The Ninth Circuit has explained that "in determining whether a claimant equals a listing under step three of the Secretary's disability evaluation process, the ALJ must explain adequately his evaluation of alternative tests and the combined effects of the impairments." Marcia, 900 F.2d at 176. It is not enough for an ALJ to simply state that "[t]he claimant has failed to provide evidence of medically determinable impairments that meet or equal the Listings . . . ." Id. Instead, the ALJ "must evaluate the relevant evidence before concluding that a claimant's impairments do not meet or equal a listed impairment. A boilerplate finding is insufficient to support a conclusion that a claimant's impairment does not do so." Lewis v.
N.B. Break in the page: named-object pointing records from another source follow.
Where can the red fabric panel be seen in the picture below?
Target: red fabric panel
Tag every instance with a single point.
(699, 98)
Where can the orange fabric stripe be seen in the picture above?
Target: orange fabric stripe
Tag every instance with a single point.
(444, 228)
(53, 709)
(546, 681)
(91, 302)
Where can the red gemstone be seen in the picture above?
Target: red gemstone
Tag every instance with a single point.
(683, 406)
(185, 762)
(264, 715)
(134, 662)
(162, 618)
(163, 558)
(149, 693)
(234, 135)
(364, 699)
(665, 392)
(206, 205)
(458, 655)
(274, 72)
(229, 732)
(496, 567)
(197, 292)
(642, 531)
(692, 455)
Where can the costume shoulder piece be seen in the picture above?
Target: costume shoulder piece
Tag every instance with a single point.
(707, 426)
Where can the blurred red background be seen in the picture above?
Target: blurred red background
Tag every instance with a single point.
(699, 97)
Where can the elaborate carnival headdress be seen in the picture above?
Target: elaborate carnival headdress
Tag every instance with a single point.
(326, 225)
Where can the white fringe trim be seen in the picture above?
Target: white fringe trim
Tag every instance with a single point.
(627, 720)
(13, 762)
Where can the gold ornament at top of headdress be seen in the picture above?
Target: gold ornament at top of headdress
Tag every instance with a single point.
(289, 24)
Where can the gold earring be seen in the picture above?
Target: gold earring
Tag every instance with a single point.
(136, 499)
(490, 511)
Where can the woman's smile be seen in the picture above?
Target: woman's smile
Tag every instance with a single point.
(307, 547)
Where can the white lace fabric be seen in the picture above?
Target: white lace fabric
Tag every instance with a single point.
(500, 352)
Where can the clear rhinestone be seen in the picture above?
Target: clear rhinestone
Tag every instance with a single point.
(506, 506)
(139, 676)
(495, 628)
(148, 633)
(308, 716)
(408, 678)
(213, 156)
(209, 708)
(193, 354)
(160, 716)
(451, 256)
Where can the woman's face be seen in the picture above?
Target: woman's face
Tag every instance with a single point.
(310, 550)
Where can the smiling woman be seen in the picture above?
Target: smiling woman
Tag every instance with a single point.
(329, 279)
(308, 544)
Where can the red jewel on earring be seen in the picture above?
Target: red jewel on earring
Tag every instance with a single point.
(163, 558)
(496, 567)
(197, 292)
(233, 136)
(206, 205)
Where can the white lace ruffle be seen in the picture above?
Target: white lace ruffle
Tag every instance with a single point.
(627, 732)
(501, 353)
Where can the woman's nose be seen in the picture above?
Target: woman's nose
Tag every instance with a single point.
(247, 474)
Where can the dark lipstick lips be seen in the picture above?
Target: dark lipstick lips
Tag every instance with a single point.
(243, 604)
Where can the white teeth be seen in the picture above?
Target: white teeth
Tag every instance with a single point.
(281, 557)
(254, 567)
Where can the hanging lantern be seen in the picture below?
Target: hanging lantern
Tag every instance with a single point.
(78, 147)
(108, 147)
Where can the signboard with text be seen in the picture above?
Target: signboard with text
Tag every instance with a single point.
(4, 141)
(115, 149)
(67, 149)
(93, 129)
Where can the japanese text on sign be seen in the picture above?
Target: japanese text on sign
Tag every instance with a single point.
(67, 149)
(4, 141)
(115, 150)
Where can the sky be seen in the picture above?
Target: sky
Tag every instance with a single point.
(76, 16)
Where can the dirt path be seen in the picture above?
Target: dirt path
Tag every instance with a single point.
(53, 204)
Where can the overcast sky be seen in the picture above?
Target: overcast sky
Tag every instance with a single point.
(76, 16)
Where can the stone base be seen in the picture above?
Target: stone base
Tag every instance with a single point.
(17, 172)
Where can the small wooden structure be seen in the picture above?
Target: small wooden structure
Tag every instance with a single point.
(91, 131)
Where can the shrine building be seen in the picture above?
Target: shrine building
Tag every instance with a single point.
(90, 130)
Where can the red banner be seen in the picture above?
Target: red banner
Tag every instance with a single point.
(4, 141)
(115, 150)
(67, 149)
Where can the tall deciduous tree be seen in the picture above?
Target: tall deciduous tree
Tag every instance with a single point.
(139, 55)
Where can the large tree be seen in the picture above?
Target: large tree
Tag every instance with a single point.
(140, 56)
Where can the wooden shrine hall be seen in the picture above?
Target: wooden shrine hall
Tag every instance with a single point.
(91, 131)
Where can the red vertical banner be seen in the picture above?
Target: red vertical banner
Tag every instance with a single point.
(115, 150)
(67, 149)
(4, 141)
Apfel, 236 F.3d 503, 512 (9th Cir. 2001). Here, the ALJ failed to explain why the combined effects of Plaintiff's physical impairments are not at least equal in severity and duration to those of a listed impairment. Therefore, the Court must remand for the ALJ to expressly consider whether Plaintiff's physical impairments equal a listing.

D. Remand Is Required

Remand for further proceedings is appropriate where additional proceedings could remedy defects in the Commissioner's decision. See Harman v. Apfel, 211 F.3d 1172, 1179 (9th Cir. 2000); Kail v. Heckler, 722 F.2d 1496, 1497 (9th Cir. 1984). Because the ALJ failed to properly determine whether Plaintiff's impairments meet or equal a listing, remand is proper. Upon remand, the ALJ must conduct an evaluation of the entire record in order to determine whether Plaintiff meets or equals a Listing. In any written decision, the ALJ must adequately explain his evaluation of the relevant evidence and if he again finds that Plaintiff does not meet or equal a Listing, the ALJ must adequately explain such findings.

VIII.

CONCLUSION

Consistent with the foregoing, IT IS ORDERED that judgment be entered REVERSING the decision of the Agency and REMANDED for further proceedings. IT IS FURTHER ORDERED that the Clerk of the Court serve copies of this order and the Judgment on counsel for both parties.

THIS MEMORANDUM IS NOT INTENDED FOR PUBLICATION NOR IS IT INTENDED TO BE INCLUDED IN OR SUBMITTED TO ANY ONLINE SERVICE SUCH AS WESTLAW OR LEXIS.